In an April 11, 2014 decision, the French Administrative Supreme Court completed its reversals of cases favorable to taxpayers, handed down in recent years by various Administrative Courts and Administrative Courts of Appeal, involving "coquillards" (shell companies) schemes.
Overturning the Paris Administrative Court's decision of July 7, 2009, and the subsequent Paris Administrative Court of Appeal's Decision of July 29, 2011, both of which ruled in favor of SARL Garnier Choiseul Holding, the French Administrative Supreme Court has very clearly ruled that the tax authorities had legal grounds to apply the French General Anti-Abuse Rule (GAAR) provided in Article L. 64 of the French Tax Procedure Code, to challenge the deduction of losses resulting from a merger insofar such transaction had no sound economic justification and was implemented only for the purpose of allowing the deduction of the surviving company's tax loss carry-forwards from the absorbed company's taxable profits.
In contrast, confirming its prior case law (the Goldfarb and Axa decisions dated September 7, 2009), the French Administrative Supreme Court ruled that the use of tax credits cannot be called into question through the GAAR proceedings.
The facts of the case involving a deemed abusive deduction losses were as follows: the company, Soboco, set-up in 1994, with a property dealer business, had accumulated 95 million French francs in tax loss carry-forwards from the sale of real estate assets. The shares of this company, which became without any activity, were sold on April 13, 1999, to a third company, to which Garnier Choiseul Holding was subsequently the successor. On July 15, 1999, Soboco's new manager had Soboco acquire Disson for around 55 million French francs with an advance of nearly 50 million French francs from a finance company that he also managed. Disson, after carrying out a business in another completely different field (automobile accessories distribution) had sold on May 10, 1999, significant shareholding in this sector and recognized capital gains for an amount of approximately 90 million French francs. Then, on June 30, 1999, i.e. 15 days before it was purchased, Disson liquidated all of its assets and repaid all of its debts, its balance sheet thus being limited to 85 million French francs in cash, with 30 million French francs in potential capital gains taxes. Lastly, on October 25, 1999, Soboco absorbed Disson with retroactive effect as of January 1, 1999, which allowed the surviving company to offset most of its tax loss carry-forwards against the absorbed company's profits as of 1999, pursuant to Article 209-I of the French Tax Code.

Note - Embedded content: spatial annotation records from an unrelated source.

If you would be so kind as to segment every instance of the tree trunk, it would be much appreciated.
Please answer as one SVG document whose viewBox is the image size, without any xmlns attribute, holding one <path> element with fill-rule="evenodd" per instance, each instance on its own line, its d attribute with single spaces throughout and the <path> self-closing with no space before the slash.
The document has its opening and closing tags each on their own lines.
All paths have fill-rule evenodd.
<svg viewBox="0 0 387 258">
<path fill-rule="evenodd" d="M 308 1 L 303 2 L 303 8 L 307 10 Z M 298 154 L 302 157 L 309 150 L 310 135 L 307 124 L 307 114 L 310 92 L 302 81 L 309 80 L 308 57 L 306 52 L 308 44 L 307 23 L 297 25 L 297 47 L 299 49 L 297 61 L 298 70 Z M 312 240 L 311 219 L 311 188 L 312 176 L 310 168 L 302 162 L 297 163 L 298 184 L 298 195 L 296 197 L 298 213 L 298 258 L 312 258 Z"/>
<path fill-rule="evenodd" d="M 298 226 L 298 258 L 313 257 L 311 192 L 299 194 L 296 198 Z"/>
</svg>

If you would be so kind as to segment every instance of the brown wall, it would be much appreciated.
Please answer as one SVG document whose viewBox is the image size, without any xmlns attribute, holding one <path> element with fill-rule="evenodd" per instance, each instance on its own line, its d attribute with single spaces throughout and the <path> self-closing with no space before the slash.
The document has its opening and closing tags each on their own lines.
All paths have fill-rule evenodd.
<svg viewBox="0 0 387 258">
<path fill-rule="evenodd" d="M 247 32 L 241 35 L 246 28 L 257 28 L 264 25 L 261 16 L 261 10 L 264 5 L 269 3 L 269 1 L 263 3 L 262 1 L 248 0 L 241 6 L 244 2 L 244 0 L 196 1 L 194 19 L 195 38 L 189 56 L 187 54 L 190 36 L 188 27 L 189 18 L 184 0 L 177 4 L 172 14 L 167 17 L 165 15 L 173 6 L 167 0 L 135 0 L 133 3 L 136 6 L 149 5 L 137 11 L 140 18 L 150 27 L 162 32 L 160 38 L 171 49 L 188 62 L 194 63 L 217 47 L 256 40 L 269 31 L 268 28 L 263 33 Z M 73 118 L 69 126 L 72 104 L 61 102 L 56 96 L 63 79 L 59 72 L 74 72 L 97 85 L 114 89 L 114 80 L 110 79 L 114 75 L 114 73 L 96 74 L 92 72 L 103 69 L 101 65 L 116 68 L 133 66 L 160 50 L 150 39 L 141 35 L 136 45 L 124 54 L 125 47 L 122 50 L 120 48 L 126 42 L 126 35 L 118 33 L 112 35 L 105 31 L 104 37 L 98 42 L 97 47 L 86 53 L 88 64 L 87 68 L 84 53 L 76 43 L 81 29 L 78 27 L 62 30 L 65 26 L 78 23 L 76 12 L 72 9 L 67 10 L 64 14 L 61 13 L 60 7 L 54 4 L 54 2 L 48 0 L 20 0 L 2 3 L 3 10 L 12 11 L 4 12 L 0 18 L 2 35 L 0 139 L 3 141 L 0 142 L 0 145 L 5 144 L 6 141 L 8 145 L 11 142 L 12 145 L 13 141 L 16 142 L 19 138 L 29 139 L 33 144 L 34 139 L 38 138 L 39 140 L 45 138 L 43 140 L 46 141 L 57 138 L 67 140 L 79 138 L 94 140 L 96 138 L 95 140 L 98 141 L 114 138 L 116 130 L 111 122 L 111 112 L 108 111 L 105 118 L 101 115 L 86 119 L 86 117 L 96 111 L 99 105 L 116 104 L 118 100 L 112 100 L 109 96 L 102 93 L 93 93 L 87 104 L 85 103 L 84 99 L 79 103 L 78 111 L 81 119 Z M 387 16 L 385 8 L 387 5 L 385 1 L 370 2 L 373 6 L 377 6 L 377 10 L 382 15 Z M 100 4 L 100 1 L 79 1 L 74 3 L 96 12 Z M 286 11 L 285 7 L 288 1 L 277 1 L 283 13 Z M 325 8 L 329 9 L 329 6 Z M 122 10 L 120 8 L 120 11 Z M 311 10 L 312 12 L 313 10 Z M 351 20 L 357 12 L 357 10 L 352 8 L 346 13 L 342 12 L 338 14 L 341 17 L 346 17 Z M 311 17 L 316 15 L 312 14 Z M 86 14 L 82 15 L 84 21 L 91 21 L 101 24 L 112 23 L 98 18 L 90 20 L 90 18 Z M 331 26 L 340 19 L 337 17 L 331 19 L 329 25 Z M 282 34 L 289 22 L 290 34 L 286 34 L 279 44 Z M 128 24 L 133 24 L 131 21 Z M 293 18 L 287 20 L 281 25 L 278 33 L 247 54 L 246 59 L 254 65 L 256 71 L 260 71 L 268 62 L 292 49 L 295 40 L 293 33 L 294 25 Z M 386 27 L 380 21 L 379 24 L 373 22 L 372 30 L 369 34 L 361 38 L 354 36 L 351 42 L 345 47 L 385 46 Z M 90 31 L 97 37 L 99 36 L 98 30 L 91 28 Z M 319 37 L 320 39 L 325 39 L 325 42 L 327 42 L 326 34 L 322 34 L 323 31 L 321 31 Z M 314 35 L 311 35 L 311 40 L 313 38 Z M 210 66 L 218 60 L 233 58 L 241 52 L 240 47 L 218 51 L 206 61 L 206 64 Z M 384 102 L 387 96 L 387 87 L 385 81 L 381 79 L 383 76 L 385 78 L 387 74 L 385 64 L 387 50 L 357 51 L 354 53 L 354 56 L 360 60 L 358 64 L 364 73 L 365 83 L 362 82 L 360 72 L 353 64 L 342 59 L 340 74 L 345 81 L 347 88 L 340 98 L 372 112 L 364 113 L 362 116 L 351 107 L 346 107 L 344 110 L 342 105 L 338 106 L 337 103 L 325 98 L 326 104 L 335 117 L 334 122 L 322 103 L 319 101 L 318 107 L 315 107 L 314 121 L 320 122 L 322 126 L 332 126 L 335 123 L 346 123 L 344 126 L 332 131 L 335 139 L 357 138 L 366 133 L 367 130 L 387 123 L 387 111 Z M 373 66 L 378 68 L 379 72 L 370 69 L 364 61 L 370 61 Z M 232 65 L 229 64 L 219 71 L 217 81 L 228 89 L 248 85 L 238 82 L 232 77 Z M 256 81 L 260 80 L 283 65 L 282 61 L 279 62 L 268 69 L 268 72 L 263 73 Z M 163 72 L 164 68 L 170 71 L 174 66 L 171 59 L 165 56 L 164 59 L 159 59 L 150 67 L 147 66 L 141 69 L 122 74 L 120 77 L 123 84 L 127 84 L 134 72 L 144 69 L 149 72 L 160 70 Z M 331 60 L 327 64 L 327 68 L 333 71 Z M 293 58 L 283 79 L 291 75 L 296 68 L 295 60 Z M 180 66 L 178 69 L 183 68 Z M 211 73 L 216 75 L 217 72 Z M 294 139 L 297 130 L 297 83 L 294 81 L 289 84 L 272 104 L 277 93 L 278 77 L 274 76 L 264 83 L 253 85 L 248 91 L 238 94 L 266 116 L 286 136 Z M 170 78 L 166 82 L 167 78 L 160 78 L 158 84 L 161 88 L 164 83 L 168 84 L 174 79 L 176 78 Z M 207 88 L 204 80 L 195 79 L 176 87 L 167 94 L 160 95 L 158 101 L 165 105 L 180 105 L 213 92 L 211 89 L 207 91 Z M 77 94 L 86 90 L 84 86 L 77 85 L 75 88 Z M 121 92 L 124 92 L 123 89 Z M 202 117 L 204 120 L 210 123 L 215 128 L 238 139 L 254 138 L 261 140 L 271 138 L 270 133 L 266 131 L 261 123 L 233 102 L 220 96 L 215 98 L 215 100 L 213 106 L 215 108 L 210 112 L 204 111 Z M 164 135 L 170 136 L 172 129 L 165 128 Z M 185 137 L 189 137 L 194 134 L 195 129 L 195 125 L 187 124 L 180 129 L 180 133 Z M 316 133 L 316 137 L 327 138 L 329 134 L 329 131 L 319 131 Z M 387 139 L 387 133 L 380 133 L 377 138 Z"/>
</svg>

The above described transactions thus allowed to avoid paying the 30 million French francs in capital gains taxes initially owed by Disson.
The Paris Administrative Court, and subsequently the Paris Administrative Court of Appeal, had ruled that the merger did not constitute an abuse of law within the meaning of the provisions of Article L. 64 of the French Tax Procedure Code because (i) such transaction had the effect to simplify the two companies' structures and accounting and financial management, (ii) Soboco could have been forced to wind up the company had the merger with Disson not taken place and, lastly, (iii) the merger had also allowed Soboco to have Disson's 85 million French francs in cash on hand and to increase its earnings with the investment of the surplus cash.
However, as the Public Rapporteur Frédéric Aladjidi pointed out in his opinion for the decision of the French Administrative Supreme Court, Soboco, "had not established the slightest strategic interest, which was inevitable since, as we have explained, the two companies were 'shell companies' and, in addition, they previously operated in completely unrelated business fields."
Consequently, it is without surprise that, unlike the Administrative Court of Appeal, the French Administrative Supreme Court ruled that the merger itself, more than the direction in which it took place (Soboco as the surviving company), satisfied the two criteria required to characterize an abuse of law based on a fraudulent evasion of the lawas laid down by the February 28, 2007 case (French Administrative Supreme Court, 9th and 10th subsect., Feb. 28, 2007, no. 284566, Min. v. Croset, and no. 284565, Min. v. Persicot) , i.e., (i) the transaction aimed at benefiting from a literal application of legal provisions against the objectives pursued by their authors, and (ii) the transaction was inspired by no other reason than to avoid or lower the tax burden which would have been normally borne by the taxpayer, due to its situation or its real activities, if such transaction had not been entered into.
Therefore, the French Administrative Supreme Court logically ruled that an abuse of law was characterized in this case and highlighted that Soboco and Disson's merger had no economic justification and was not based on any reason other than to allow the offset of Soboco's tax loss carry-forwards against Disson's taxable profits through a literal application of the provisions of Article 209-I of the French Tax Code without having to request the specific ruling provided in the same article, contrary to the legislator's intent.
It should be noted that the choice of the surviving company was not challenged per se - the landmark "Auriège" case law remaining unchallenged in this respect -, but rather the very reason for the merger itself. Simply put, if the merger makes sense, then the identity of the surviving company is of little concern. So called "coquillard" schemes using shell companies, on the other hand, are now, irrespective of their form, heavily sanctioned both by recent case law and tighter legal framework.